Marijuana use is increasing, according to Lisdahl, who pointed to a 2012 study showing that 6.5 percent of high school seniors reported smoking marijuana daily, a huge increase from the 2.4 percent in 1993. This is probably due to larger social acceptance in teens and young adults who are increasingly exposed to in through the media and pop-culture.
Additionally, 31 percent of young adults [defined as ages 18 to 25] reported using marijuana in the last month. People who have become addicted to marijuana can lose an average of six IQ points by adulthood, which was reference to a 2012 longitudinal study of 1,037 participants who were followed from birth to age 38.
It doesn’t stop there, brain imaging studies of regular marijuana users have shown significant changes in their brain structure, particularly and maybe unsurprisingly among adolescents, Lisdahl said. Abnormalities in the brain’s gray matter [which is associated with intelligence] have been found in 16- to 19-year-olds who have increased their marijuana use in the past year, she said. These findings held true even after researchers controlled for major medical conditions, prenatal drug exposure, developmental delays and even learning disabilities, she added.
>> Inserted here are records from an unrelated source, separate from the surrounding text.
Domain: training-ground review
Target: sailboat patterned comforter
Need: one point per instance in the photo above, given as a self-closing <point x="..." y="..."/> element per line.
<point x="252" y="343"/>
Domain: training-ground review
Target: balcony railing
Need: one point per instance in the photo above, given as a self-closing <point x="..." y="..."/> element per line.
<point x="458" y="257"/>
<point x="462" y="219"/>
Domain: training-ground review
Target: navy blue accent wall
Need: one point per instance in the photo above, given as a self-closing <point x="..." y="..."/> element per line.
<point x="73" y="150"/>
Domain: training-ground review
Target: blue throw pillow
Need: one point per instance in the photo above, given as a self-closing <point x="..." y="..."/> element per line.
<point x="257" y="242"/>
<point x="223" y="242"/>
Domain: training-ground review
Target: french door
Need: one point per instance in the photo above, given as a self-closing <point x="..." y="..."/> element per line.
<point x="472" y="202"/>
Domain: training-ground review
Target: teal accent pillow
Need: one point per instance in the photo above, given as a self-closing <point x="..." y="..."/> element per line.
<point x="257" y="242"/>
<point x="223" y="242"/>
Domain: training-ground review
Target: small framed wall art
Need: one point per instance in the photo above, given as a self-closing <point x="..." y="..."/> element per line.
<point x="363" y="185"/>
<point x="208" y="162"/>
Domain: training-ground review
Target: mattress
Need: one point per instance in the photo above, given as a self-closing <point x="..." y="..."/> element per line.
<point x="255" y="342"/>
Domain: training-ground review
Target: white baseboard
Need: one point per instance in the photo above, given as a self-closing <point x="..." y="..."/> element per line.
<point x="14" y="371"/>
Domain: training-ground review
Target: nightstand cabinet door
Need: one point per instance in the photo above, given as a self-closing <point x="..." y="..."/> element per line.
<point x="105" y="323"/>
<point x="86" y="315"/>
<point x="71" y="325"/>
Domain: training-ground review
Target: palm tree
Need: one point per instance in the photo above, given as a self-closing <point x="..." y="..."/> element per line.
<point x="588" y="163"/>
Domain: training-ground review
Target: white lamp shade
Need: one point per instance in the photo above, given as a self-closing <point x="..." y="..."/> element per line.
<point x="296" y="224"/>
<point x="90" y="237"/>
“When considering legalization, policymakers need to address ways to prevent easy access to marijuana and provide additional treatment funding for adolescent and young adult users,” she said. She also recommended that legislators consider regulating levels of tetrahydrocannabinol, or THC, the major psychoactive chemical in marijuana, in order to reduce potential neurocognitive effects.
Some legalized forms of marijuana have higher levels of the chemical THC than other strains, said Alan Budney, PhD, of Dartmouth College. For those who don’t know, THC is responsible for most of marijuana’s psychological effects. Research has shown that frequent use of high potency THC can increase the risk of acute and future problems with depression, anxiety and psychosis.
“Recent studies suggest that this relationship between marijuana and mental illness may be moderated by how often marijuana is used and potency of the substance,” Budney said. “Unfortunately, much of what we know from earlier research is based on smoking marijuana with much lower doses of THC than are commonly used today.”
Current treatments for marijuana addiction among adolescents, such as brief school interventions and outpatient counseling, can be helpful but more research is needed to develop more effective strategies and interventions, he added.
Additionally, people’s acceptance of legalized medical marijuana use appears to have an effect on adolescents’ perception of the drug’s risks, according to Bettina Friese, PhD, of the Pacific Institute for Research and Evaluation in California. She presented results from a 2013 study of 17,482 teenagers in Montana, which found marijuana use among teenagers was higher in counties where larger numbers of people voted to legalize medical marijuana in 2004.
In addition, teens in counties with more votes for the legalization of medical marijuana perceived marijuana use to be less risky. The research findings suggest that a more accepting attitude toward medical marijuana may have a greater effect on marijuana use among teens than the actual number of medical marijuana licenses available, Friese said.
So while acceptance has increased, it should still be known that children and young adults should not be using any sort of drugs, including marijuana. The effects on the developing brain have been documented and while I don’t want to get into if it should be legal or not, I will say that I think at the very least it needs to be more tightly regulated. Then again I feel the same way about tobacco and alcohol, so at least I am consistent with my views.